We can reach out to colleagues that we think might be finding the new ways of working difficult. They might be experiencing stress or low mood as a result of the changes, which are ultimately out of their control.
Signs and symptoms caused by stress can show in lots of different ways. Here are just a few of the signs to recognise in ourselves and others:
- Low Energy
- Upset Stomach
- Aches, Pains and Tense Muscles
- Chest Pain and Rapid Heartbeat
- Frequent Colds and Infections
- Mood Swings
There are some things that we can do to help us manage stress more effectively.
Eat and drink well
Make sure you’re eating a healthy balanced diet and your meals are at regular intervals. Don’t forget to keep hydrated.
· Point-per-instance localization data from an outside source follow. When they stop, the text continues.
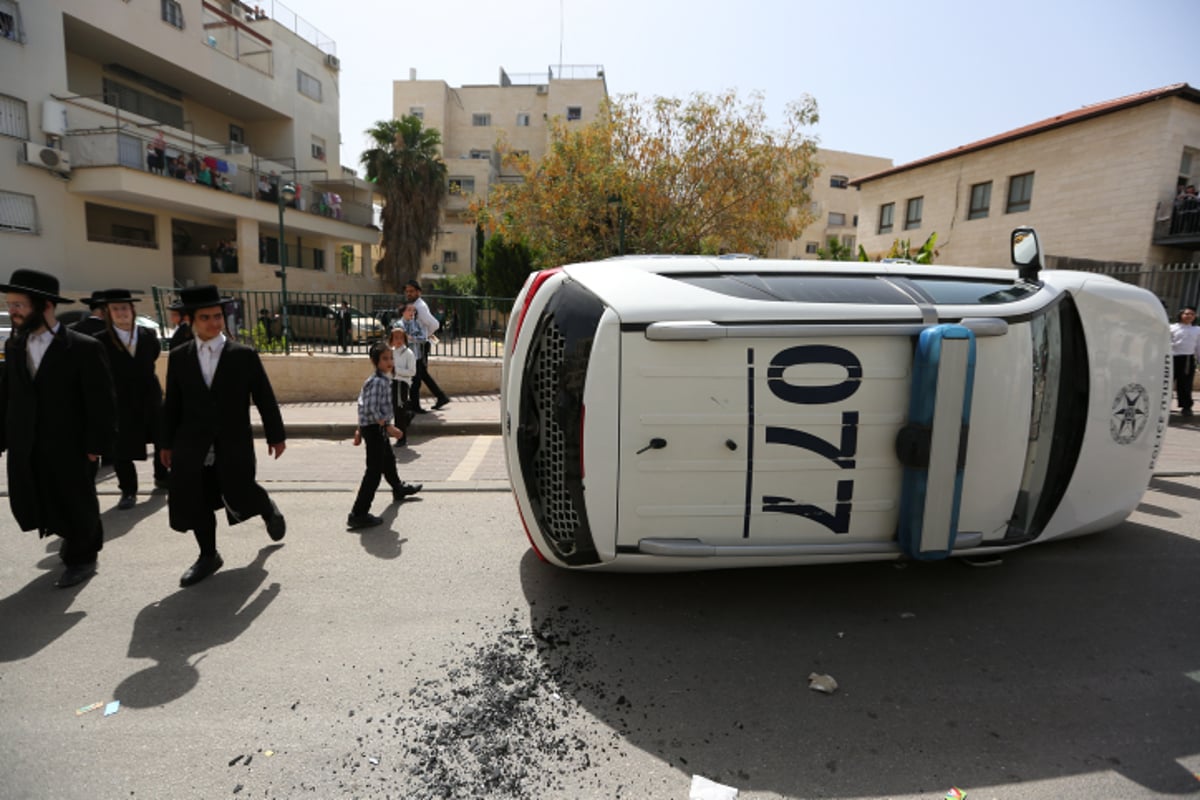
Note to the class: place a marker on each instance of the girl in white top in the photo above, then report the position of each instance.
(1185, 349)
(403, 368)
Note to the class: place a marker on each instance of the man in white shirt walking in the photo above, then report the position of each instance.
(1185, 349)
(431, 324)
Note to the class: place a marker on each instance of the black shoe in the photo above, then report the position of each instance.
(405, 491)
(357, 521)
(276, 525)
(204, 566)
(76, 575)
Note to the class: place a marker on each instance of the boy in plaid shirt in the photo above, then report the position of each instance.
(375, 426)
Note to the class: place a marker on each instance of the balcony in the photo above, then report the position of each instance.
(112, 156)
(1181, 228)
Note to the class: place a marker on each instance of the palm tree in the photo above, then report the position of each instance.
(407, 167)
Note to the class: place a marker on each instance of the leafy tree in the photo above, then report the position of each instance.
(924, 254)
(407, 167)
(504, 266)
(660, 176)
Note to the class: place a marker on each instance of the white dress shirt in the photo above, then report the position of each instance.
(36, 346)
(209, 353)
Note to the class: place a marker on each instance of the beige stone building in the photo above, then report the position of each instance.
(88, 88)
(834, 204)
(473, 120)
(1098, 184)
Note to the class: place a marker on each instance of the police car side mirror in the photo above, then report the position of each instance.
(1026, 253)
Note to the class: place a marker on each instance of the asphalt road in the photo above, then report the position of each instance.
(436, 656)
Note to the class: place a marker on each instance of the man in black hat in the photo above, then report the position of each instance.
(183, 323)
(94, 323)
(208, 444)
(58, 416)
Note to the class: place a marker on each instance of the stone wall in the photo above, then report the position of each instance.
(305, 378)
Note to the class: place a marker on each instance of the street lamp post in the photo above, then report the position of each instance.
(287, 193)
(615, 199)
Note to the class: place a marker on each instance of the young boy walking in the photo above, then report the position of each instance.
(375, 426)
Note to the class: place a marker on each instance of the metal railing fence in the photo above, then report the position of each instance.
(472, 326)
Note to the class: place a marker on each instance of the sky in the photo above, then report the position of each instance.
(894, 79)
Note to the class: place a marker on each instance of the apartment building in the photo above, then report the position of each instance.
(834, 204)
(473, 120)
(1099, 184)
(106, 107)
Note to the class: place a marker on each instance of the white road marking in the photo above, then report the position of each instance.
(474, 457)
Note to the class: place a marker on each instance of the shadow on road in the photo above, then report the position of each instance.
(189, 623)
(1067, 659)
(36, 615)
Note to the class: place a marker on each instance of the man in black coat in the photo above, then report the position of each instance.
(58, 416)
(183, 323)
(94, 323)
(132, 350)
(208, 444)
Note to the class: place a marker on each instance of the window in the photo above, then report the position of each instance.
(10, 22)
(912, 212)
(18, 212)
(887, 216)
(307, 85)
(136, 101)
(173, 13)
(1020, 193)
(117, 226)
(981, 200)
(13, 118)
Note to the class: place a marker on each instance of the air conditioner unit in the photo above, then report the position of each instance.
(57, 161)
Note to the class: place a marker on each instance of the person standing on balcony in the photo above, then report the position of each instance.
(1185, 352)
(132, 350)
(430, 324)
(208, 443)
(57, 417)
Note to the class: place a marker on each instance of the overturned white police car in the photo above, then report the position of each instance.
(687, 413)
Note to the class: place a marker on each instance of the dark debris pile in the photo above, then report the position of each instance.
(501, 722)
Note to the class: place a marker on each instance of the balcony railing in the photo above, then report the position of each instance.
(237, 173)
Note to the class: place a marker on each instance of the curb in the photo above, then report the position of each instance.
(346, 429)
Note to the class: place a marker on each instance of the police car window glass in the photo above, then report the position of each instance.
(802, 288)
(967, 293)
After work, take time to do the things that you enjoy. Make sure you’re getting regular sleep and establish a good bedtime routine. Our ability to cope with stress is much better when we are rested.
In your lunch break, think about taking a walk. If you’re at a work location, park a little further away so you have to walk to the office. If you can, walk or cycle to work. Exercise rewires mental toughness, reduces stress levels and helps us to cope and manage our mental health better. Less stress leaves room for more happiness.
Be kind to yourself
If someone offers support, take it. Focus on what you’re doing well. Try meditation – it will help with improved focus, reduces stress and anxiety, improves self-esteem and can lengthen attention span.
The last few months have been tough in different ways for different people, and our wellbeing may have suffered at times. But by taking positive steps to make sure that we are comfortable, healthy and well in body and mind, we can support our overall wellbeing, protect each other and prosper in our work environments wherever they may be.